その衝撃は少なくない。信じられなかった。
だが、思い返せば、昨日、ルクレールにあった時、彼はフォークスがいない理由を僕に尋ねてこなかった。彼なら一番先に聞いてきそうなものなのに。
今ならそのわけが分かる。彼は知っていたのだ。ネリーから伝え聞いていたから、僕に尋ねるまでなかったのだ。
ギョームといい、ネリーといい、怪盗Rは本当に手回しが良い。
▽▲
夕食を済ませた僕らは、相変わらず人垣を作っているパーティーホールに足を向けた。
正確にものを言えば、人垣はダイヤのすぐ回りにできているのではなく、ホールの入り口にできている。警察以外の者がホール内に立ち入ることを、ドルーエが禁じたのだ。

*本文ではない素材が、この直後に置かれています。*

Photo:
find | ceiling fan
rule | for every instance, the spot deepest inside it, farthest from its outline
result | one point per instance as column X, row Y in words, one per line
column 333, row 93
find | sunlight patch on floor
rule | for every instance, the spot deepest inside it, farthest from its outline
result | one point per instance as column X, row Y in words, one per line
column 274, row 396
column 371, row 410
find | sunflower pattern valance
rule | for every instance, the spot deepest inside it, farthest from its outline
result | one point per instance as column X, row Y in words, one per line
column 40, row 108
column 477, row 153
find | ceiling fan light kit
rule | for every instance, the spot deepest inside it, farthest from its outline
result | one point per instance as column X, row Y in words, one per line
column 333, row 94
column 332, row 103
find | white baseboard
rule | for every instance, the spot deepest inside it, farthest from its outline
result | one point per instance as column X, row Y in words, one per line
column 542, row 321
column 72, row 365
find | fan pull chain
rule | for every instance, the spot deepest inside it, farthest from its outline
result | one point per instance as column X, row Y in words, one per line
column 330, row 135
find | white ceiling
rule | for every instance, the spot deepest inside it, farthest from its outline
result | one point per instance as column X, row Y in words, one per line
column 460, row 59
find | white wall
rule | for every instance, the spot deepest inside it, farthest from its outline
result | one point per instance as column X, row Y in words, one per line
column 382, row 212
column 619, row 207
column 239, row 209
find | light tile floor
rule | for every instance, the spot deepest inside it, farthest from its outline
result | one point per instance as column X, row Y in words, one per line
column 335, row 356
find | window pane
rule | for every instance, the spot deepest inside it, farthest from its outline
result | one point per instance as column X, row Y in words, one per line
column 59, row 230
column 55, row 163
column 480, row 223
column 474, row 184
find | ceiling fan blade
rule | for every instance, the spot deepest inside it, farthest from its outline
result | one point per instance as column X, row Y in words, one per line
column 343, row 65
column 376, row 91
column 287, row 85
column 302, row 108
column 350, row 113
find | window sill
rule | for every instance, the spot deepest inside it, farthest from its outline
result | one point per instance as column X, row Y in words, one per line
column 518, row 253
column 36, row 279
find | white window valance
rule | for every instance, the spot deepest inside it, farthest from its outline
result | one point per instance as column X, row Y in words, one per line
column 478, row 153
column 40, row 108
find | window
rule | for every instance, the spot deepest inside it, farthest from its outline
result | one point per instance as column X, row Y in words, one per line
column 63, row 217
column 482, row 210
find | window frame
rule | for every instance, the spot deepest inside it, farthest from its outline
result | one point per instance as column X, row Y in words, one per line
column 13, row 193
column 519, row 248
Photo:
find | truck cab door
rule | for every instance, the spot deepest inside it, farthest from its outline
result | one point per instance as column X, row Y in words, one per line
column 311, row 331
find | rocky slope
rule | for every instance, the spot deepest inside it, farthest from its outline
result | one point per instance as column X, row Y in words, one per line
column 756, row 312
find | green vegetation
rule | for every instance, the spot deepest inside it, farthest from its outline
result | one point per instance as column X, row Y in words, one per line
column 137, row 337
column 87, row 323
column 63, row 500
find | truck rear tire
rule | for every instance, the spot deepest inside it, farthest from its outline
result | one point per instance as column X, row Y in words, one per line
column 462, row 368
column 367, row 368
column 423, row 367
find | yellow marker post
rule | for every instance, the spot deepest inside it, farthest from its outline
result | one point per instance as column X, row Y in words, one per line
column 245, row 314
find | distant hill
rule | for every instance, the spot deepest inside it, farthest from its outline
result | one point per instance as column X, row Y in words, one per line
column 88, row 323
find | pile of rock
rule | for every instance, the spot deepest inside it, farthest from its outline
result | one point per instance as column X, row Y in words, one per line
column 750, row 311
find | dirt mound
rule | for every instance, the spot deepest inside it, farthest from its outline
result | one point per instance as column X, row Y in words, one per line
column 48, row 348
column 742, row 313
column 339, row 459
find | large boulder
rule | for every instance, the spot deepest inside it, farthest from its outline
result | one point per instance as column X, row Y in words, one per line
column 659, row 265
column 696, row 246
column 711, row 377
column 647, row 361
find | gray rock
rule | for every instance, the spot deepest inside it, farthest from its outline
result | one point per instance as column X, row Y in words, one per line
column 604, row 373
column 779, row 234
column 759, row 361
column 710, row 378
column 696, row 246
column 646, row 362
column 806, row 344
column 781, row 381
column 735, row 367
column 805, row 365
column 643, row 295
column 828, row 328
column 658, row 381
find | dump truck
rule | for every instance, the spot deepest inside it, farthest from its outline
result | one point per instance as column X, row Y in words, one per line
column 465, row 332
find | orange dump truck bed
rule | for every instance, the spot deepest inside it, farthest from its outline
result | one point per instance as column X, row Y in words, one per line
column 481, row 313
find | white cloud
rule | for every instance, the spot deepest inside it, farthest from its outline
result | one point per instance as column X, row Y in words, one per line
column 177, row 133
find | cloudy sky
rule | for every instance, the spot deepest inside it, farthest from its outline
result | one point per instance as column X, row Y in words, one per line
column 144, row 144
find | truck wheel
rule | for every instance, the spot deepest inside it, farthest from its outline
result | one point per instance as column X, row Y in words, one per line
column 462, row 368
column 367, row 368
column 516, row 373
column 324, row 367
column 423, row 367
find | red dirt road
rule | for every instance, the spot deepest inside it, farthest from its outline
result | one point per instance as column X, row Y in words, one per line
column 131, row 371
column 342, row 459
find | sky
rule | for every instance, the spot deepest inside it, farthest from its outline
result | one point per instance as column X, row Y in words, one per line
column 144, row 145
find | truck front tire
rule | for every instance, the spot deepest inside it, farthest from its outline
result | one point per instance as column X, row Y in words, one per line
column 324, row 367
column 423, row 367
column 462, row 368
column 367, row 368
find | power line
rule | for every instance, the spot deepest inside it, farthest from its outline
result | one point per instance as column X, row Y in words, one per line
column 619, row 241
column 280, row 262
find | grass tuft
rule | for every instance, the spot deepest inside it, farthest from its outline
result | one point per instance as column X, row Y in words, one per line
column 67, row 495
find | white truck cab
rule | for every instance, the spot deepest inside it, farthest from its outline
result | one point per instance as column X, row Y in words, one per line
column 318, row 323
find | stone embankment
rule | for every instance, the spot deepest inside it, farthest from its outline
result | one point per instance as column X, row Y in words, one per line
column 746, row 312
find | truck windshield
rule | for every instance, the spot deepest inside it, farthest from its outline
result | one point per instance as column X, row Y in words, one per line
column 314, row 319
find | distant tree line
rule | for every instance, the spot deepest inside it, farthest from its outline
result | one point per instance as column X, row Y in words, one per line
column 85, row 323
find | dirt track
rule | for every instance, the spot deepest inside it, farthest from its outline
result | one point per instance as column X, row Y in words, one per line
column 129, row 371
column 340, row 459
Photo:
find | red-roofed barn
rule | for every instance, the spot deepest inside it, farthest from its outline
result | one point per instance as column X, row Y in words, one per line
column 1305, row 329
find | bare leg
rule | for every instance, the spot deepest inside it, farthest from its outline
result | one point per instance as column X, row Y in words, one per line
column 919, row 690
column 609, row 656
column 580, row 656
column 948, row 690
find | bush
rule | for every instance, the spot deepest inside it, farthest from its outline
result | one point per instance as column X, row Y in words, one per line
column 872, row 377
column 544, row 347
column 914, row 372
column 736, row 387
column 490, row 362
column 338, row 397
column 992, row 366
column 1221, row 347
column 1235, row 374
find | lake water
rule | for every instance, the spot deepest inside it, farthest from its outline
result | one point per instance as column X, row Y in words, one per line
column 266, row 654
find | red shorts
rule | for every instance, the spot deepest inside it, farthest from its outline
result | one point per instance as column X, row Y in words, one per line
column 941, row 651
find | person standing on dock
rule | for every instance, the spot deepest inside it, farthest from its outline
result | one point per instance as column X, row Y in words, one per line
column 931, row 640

僕らは、遠巻きにダイヤを眺める人々を押し分けて、ドルーエを呼んだ。
彼はすぐに僕らの姿を認め、大股で歩み寄ってきた。
「これは、これは探偵殿とその助手殿。どうかなされましたかな?」
「怪盗はまだ現れていないようですね。警部のお働きを見学したいのですが、よろしいですか?」
表面上さわやかに微笑んだフォークスを、やはりニコニコと不気味に笑うドルーエがホール内に招く。
「もちろんですとも。大いに見学してください」
フォークスの後についてホール内に足を踏み入れた僕は、中央に置かれた台の上を見た。
やはり、昨夜のままに、どこにでもある小箱がポツンと置いてあった。
それを確認してから、ホールをぐるりと見回すが、こちらも特に変わった様子はない。
ギョームも、――いや、スタンダールも昨日同様、素知らぬ顔でドルーエの横にいる。
僕と目があった彼は、そっと、あくびをする真似をして見せた。そんな彼に僕は苦笑を返す。

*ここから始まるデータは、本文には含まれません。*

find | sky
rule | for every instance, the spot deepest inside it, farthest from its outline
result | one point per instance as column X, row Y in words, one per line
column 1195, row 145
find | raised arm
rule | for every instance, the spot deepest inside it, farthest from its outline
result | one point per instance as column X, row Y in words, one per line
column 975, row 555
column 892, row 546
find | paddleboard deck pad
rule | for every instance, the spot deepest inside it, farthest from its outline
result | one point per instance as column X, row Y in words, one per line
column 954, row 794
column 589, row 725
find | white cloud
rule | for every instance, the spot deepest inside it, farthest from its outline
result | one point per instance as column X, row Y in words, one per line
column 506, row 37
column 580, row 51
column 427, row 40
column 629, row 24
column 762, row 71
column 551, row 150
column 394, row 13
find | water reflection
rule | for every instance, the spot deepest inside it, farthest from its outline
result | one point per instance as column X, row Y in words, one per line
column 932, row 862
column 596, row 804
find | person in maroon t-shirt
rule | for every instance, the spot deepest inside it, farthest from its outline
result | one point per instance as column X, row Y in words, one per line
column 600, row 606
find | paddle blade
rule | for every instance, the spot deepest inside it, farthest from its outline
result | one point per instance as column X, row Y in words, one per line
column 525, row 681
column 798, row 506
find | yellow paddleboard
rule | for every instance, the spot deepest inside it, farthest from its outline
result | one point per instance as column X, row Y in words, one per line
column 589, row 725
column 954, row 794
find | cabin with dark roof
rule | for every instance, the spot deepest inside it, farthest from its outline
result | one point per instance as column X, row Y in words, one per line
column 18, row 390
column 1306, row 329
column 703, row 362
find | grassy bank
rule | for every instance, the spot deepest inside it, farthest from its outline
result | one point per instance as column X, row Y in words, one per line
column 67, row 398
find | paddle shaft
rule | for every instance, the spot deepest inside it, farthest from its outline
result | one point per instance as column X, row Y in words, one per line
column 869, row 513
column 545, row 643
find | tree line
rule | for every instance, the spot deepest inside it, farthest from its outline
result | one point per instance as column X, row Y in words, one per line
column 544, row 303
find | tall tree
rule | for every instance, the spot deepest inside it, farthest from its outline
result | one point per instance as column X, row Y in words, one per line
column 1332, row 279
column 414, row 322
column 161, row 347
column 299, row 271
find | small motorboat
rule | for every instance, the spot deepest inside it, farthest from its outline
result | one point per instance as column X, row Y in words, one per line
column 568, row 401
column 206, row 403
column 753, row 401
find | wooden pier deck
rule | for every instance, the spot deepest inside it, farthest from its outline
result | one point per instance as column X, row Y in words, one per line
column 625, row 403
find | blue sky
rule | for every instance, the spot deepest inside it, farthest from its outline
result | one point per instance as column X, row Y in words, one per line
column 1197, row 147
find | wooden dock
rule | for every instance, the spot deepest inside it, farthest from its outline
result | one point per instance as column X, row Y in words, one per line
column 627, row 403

こうして、ここでしばらく変化の訪れを待つことになったのだ。
▽▲
変わらぬ時は淡々と過ぎていく。人垣の中から、一人、また一人と消えていき、気が付くと辺りは重苦しいほどに静まりかえっていた。
壁沿いに立ち続けていた警官たちにも、疲れの色が表れ、その場にしゃがみ込む者も多い。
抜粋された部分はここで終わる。